Aus und vorbei! Mit IDEs kann man heute kein Geld mehr verdienen. Schien der Siegeszug von Java der IDE-Welt zunächst neuen Auftrieb zu geben, so setzte gegen Ende der 90er-Jahre die große Konsolidierung ein. Zum einen weil unter dem Gewicht von Java und Microsoft die Zahl der relevanten Programmiersprachen schrumpfte und weil 4GLs an Attraktivität verloren, zum anderen weil die Anforderungen an eine IDE mittlerweile so gestiegen waren, dass nur noch wenige Anbieter Schritt halten konnten. Vor diesem Hintergrund war der Schritt IBMs, die eigene Java-IDE aufzugeben und als Open Source zur Basis von Eclipse werden zu lassen, nur konsequent.
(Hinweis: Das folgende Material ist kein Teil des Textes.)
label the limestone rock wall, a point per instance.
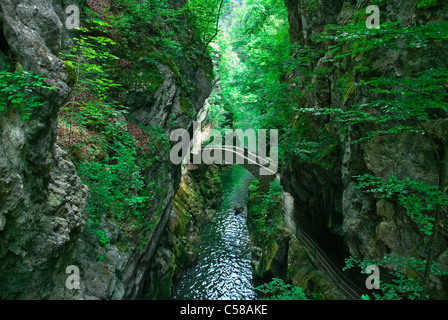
(42, 200)
(343, 220)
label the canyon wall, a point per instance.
(341, 219)
(42, 211)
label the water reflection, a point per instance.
(223, 271)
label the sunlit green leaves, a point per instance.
(17, 89)
(418, 198)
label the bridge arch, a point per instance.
(264, 170)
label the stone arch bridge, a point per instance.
(263, 169)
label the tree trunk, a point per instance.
(432, 249)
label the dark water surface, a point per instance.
(224, 270)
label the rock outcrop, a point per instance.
(42, 199)
(343, 220)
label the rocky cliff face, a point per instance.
(43, 200)
(343, 220)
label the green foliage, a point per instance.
(405, 283)
(278, 290)
(117, 190)
(426, 4)
(92, 60)
(205, 15)
(418, 198)
(17, 89)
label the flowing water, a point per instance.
(224, 270)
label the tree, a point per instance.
(403, 105)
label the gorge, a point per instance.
(86, 120)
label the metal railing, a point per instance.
(344, 284)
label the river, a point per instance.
(223, 270)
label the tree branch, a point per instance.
(217, 26)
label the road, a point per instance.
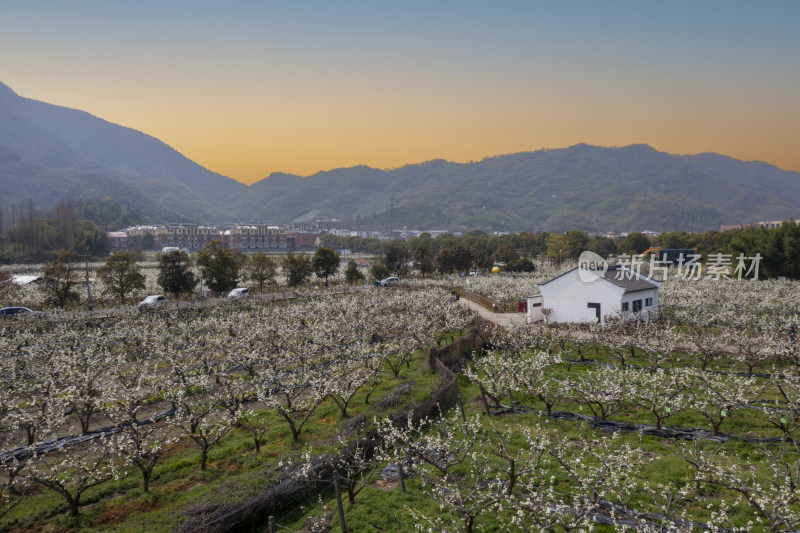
(506, 320)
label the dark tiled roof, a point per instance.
(628, 280)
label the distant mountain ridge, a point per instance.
(49, 152)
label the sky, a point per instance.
(248, 88)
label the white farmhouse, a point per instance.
(577, 297)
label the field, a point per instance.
(684, 424)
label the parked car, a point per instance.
(9, 312)
(154, 300)
(241, 292)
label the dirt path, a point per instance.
(506, 320)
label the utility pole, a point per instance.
(88, 285)
(391, 216)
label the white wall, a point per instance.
(568, 297)
(535, 304)
(643, 296)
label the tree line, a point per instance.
(30, 234)
(778, 247)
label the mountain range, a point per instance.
(49, 153)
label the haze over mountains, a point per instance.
(49, 153)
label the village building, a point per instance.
(591, 296)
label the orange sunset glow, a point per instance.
(253, 88)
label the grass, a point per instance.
(178, 486)
(180, 489)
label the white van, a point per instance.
(239, 293)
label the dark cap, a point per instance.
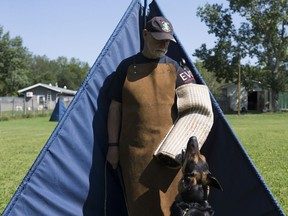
(160, 28)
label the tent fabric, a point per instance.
(70, 176)
(58, 111)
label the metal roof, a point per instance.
(53, 88)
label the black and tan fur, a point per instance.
(193, 188)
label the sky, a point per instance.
(81, 28)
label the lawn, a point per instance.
(21, 141)
(264, 136)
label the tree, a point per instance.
(210, 79)
(262, 36)
(14, 64)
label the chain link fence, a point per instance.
(17, 107)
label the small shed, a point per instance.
(44, 96)
(253, 100)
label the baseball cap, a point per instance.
(160, 28)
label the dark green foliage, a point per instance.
(261, 36)
(19, 68)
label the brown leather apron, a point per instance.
(148, 111)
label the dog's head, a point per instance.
(194, 185)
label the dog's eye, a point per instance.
(189, 175)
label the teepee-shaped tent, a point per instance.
(69, 175)
(58, 111)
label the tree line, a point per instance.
(260, 36)
(19, 68)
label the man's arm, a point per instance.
(114, 125)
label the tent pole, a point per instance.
(144, 13)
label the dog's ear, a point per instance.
(213, 182)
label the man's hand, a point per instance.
(113, 156)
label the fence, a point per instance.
(18, 106)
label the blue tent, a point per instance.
(69, 176)
(58, 111)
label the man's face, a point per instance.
(155, 48)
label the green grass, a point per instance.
(21, 141)
(264, 136)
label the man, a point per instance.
(142, 111)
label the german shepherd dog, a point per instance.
(193, 188)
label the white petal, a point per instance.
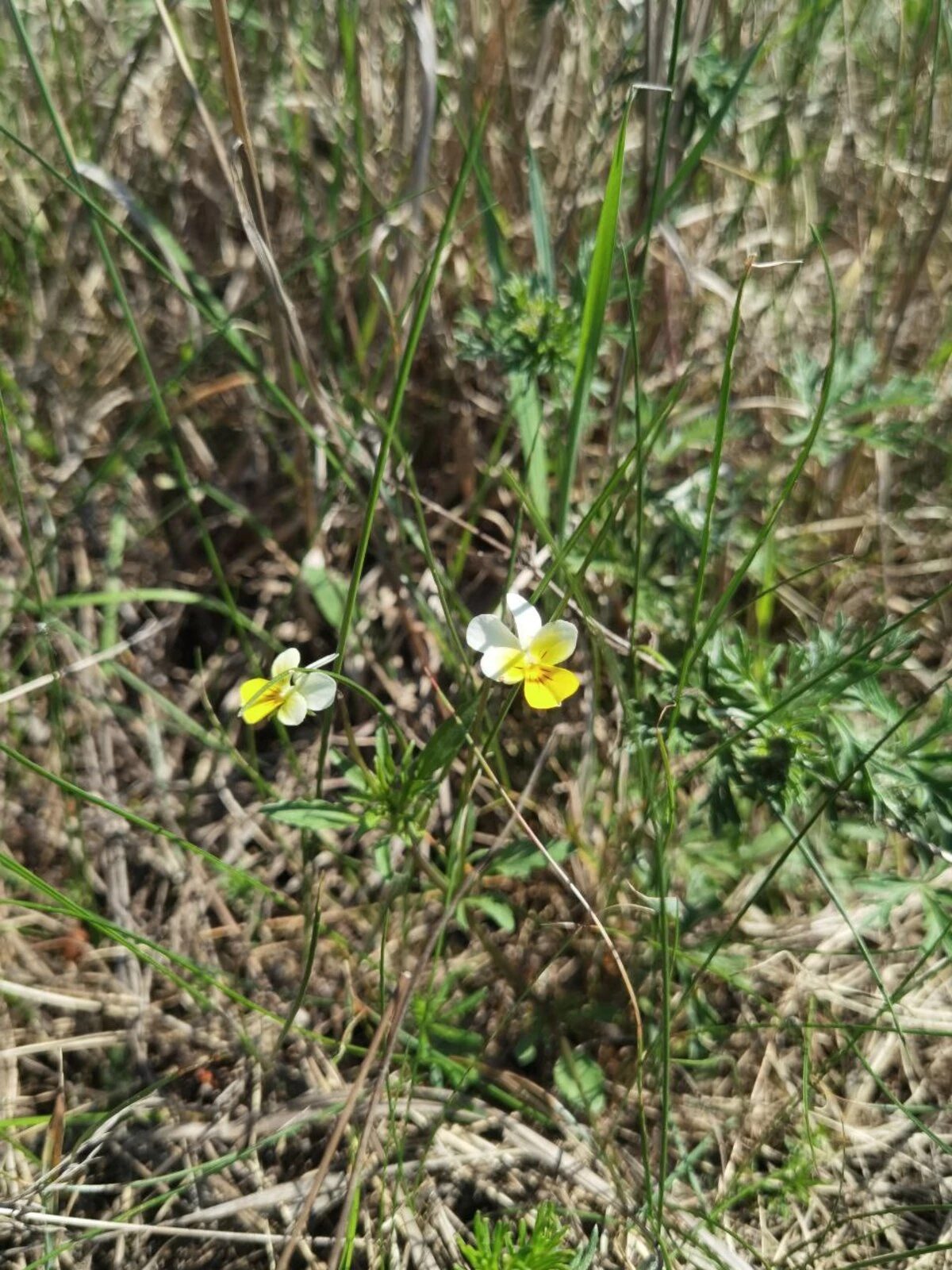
(527, 620)
(300, 677)
(292, 710)
(287, 660)
(489, 632)
(555, 643)
(505, 664)
(317, 690)
(321, 660)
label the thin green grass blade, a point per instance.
(593, 317)
(545, 258)
(793, 476)
(527, 412)
(403, 379)
(720, 429)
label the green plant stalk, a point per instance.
(814, 679)
(400, 387)
(639, 483)
(720, 427)
(592, 321)
(793, 478)
(823, 804)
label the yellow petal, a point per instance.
(259, 698)
(550, 686)
(555, 643)
(294, 709)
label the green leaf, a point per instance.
(498, 911)
(593, 317)
(522, 859)
(329, 591)
(310, 813)
(444, 745)
(527, 412)
(582, 1083)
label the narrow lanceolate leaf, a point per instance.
(593, 317)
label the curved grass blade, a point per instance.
(593, 317)
(767, 527)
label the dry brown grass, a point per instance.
(806, 1130)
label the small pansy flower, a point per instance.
(531, 657)
(292, 694)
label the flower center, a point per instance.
(276, 694)
(536, 672)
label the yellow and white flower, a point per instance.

Anderen Anbietern wurde damit natürlich das Wasser abgegraben. Sobald sich abzeichnete, dass Eclipse zwar umsonst, aber trotzdem gut war, gab es abgesehen von speziellen Anforderungen kaum mehr Gründe, für eine IDE Geld auszugeben. Umso weniger als der andere verbliebene Player im IDE-Markt sich dieser Entwicklung weitgehend anschloss, sodass man mit ein wenig Glück auch Microsoft Visual Studio mit allem Drum und Dran als Beigabe in Büchern oder Zeitschriften finden kann. Die Mehrzahl der IDE-Anbieter hat sich demzufolge aus dem Markt zurückgezogen, und selbst ehedem renommierte Hersteller wie Borland versuchen sich heute in anderen Bereichen. Andere IDEs zogen sich in Marktnischen zurück, wo sie teilweise bis heute überleben, ohne aber den Markt beeinflussen zu können.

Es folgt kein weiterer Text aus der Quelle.